[GIS] Error when creating spatial index in MongoDB

geojsonmongodbogr2ogrspatial-index

I am wanting to use MongoDB for some basic spatial calculations (on some fairly large data), but I get an error when trying to create an index on the US Counties shapefile retrieved from the US Census' TIGER data. I had to do some manipulation in the terminal to get this data into MongoDB in the first place since Mongo can't ingest shapefiles directly:

$ ogr2ogr -f GeoJSON counties.geojson tl_2015_us_county.shp -t_srs EPSG:4326 # covert shapefile to geojson
$ jq --compact-output ".features" counties.geojson > counties_reformatted.geojson # reformat the .geojson because mongoimport throws an error if you don't
$ mongoimport -d mydb -c counties < counties_reformatted.geojson --jsonArray --batchSize 1 --drop # import to mongodb

I then create the index in the mongo shell with

> db.counties.createIndex( { "geometry" : "2dsphere" } )

but I get this error:

.
.
.
Edges 839 and 841 cross. Edge locations in degrees: [-99.8924200, 36.5932380]-[-99.8960610, 36.5932360] and [-99.8960600, 36.5932360]-[-99.8960630, 36.5932360]",
    "code" : 16755

This is along the border of Oklahoma and Kansas.

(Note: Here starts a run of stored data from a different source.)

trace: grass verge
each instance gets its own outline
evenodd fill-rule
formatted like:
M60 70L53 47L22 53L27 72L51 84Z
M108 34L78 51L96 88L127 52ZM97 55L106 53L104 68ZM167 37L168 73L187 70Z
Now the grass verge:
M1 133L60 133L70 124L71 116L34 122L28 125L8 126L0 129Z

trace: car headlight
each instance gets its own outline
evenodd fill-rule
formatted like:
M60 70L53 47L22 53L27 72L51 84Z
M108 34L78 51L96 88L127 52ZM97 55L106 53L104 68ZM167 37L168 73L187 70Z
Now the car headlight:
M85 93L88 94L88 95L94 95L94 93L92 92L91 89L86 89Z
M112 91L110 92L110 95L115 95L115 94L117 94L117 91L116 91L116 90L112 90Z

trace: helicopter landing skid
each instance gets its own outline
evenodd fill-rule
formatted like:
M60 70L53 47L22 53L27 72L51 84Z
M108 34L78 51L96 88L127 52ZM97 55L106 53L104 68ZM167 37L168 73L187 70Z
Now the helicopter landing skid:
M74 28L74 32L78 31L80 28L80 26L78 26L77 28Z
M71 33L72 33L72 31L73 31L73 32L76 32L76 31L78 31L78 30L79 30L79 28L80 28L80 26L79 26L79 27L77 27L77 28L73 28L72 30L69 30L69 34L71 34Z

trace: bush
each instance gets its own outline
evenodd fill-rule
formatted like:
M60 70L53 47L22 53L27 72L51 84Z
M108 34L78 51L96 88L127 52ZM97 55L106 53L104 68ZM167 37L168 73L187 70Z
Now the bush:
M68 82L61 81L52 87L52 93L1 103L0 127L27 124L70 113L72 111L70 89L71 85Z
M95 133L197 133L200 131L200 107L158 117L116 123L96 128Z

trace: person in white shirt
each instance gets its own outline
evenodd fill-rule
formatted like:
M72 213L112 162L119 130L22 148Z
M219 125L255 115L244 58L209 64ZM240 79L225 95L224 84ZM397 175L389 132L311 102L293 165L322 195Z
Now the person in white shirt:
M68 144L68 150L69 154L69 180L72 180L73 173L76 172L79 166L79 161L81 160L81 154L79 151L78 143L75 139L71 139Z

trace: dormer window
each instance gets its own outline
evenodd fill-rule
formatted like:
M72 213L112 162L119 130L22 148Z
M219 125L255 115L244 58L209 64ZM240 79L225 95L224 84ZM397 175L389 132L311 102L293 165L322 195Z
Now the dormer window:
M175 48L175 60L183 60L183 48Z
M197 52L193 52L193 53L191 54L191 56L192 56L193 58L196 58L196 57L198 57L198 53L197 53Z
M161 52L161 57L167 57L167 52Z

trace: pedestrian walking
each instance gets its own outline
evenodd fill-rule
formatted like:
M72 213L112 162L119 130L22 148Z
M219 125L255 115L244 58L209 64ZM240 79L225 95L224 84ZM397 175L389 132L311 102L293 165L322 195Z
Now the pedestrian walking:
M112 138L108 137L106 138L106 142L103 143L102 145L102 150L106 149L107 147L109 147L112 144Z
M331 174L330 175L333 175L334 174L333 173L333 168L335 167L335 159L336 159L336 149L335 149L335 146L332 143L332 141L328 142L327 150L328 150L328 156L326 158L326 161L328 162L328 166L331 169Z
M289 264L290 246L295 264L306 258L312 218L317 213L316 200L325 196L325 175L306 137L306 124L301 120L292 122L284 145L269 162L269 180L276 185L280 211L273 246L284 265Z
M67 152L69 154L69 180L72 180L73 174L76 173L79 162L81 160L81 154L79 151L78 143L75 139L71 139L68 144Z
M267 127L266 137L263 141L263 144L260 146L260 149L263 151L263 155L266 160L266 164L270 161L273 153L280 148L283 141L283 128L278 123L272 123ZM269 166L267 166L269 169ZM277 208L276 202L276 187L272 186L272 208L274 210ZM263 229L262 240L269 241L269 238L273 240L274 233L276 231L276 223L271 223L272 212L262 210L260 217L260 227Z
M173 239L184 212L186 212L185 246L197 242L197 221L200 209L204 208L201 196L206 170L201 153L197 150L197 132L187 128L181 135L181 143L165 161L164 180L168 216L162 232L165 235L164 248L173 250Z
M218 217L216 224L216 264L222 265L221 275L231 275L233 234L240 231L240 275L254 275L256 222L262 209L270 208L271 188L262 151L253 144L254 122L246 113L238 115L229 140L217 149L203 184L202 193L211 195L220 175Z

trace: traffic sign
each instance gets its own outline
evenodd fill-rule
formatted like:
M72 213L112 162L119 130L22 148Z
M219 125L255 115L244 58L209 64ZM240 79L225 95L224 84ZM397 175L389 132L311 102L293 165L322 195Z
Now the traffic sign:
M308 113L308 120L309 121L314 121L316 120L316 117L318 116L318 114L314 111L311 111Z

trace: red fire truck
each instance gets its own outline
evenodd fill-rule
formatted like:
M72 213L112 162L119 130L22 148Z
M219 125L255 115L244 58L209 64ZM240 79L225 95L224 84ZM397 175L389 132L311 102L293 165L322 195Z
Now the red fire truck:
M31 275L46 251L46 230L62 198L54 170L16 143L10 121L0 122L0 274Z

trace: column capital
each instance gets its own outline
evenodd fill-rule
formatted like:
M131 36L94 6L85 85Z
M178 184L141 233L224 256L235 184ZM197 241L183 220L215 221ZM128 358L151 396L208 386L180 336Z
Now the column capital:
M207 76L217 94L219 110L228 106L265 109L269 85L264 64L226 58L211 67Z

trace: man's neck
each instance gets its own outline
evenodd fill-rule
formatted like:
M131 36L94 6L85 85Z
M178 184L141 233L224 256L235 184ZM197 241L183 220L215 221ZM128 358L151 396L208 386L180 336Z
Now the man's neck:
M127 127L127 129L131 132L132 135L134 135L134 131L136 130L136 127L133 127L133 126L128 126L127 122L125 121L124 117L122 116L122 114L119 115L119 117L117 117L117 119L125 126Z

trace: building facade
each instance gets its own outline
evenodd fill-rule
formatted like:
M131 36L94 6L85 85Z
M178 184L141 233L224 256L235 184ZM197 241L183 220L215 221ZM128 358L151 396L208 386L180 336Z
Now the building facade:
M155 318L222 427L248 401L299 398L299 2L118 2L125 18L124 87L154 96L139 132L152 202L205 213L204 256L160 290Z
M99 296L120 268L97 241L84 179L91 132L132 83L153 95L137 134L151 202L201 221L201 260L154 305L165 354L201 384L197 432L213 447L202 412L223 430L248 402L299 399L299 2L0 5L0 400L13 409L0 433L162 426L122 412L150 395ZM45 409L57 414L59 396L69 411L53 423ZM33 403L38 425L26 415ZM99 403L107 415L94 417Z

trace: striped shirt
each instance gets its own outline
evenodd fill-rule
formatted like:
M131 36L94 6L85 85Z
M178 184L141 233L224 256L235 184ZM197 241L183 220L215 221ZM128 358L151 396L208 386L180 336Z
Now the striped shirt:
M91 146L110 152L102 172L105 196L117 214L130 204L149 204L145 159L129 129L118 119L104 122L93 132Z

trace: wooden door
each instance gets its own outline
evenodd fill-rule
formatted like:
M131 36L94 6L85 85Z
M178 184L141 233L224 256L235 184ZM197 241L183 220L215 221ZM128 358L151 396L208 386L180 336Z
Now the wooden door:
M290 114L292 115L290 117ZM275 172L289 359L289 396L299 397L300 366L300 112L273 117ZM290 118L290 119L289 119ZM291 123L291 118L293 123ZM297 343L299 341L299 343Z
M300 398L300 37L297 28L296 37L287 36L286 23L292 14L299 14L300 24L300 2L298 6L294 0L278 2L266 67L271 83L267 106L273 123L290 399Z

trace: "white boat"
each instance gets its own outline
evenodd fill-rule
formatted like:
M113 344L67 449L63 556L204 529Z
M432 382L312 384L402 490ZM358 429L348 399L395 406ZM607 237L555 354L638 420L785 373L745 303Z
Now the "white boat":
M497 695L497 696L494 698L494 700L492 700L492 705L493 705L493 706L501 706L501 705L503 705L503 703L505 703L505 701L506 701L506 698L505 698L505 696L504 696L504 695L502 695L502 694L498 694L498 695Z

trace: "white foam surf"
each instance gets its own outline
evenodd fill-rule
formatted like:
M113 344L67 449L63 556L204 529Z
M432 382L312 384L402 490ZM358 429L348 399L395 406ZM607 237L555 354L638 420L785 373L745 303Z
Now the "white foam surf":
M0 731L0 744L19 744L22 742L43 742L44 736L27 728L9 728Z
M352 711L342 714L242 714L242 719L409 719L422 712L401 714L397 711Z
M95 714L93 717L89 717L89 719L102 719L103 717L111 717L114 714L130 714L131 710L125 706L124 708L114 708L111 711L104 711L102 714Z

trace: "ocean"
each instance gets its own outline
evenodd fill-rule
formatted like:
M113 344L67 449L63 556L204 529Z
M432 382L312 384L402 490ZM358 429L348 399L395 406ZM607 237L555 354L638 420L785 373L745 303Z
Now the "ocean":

I have been able to get this process to work with shapefiles of Mexico's states, so it has worked in the past. Where is the error coming from? The ogr2ogr conversion? Or something wrong with the shapefile in the first place?

The counties, tl_2015_us_county.shp have EPSG:4269 by default, so I suspected there may be a problem in converting to EPSG:4326, but changing t_srs to EPSG:4269 in my ogr2ogr sciprt did not fix the problem. I need (I think) the counties in EPSG:4326 because I have a much, much bigger points layer already in this system.

Notes:

Maybe Stack Overflow would be a better place for this?

Inverted lat/lon is not the problem, and this workaround does not work for me.

Update:

I also tried using two different shapefiles (with different resolutions) from the US Census here, and I get a very similar error. When plotting the points that mongo says overlap, there is not a perfect coincidence with the points of the shapefile. This leads me to think that something is going wrong in my conversion process.

I'm guessing this could be solved by using really low resolution data, but I'm not really comfortable with that.

Also, spatial queries without the index are not really an option here. They take excruciatingly long without the index.

Version info:

os: Ubuntu 14.04
mongodb: 3.2.7
ogr2ogr4: GDAL 1.10.1, released 2013/08/26
jq: 1.3

Shapefile (in case anyone wants to replicate this):

wget ftp://ftp2.census.gov/geo/tiger/TIGER2015/COUNTY/tl_2015_us_county.zip --no-parent --relative --recursive --level=2 --accept=zip --mirror

Best Answer

I didn't work through the issue with your data but my perspective is that the error comes down to a limitation of shapefile format. Topological consistency is not enforced/inherent in the shapefile format (esri's explanation here). The Mongo spatial indexing system does require topological consistency.

Lacking the enforcement of consistency in the source format there are multiple ways for the process to go wrong including inconsistent precision in the coordinates or rounding errors in the conversion.

My answer is that you might need a GIS for what you are trying to achieve. A GIS (QGIS for example) has tools for resolving topology problems. Of course if you go all the way to a GIS you could do the analysis there as well.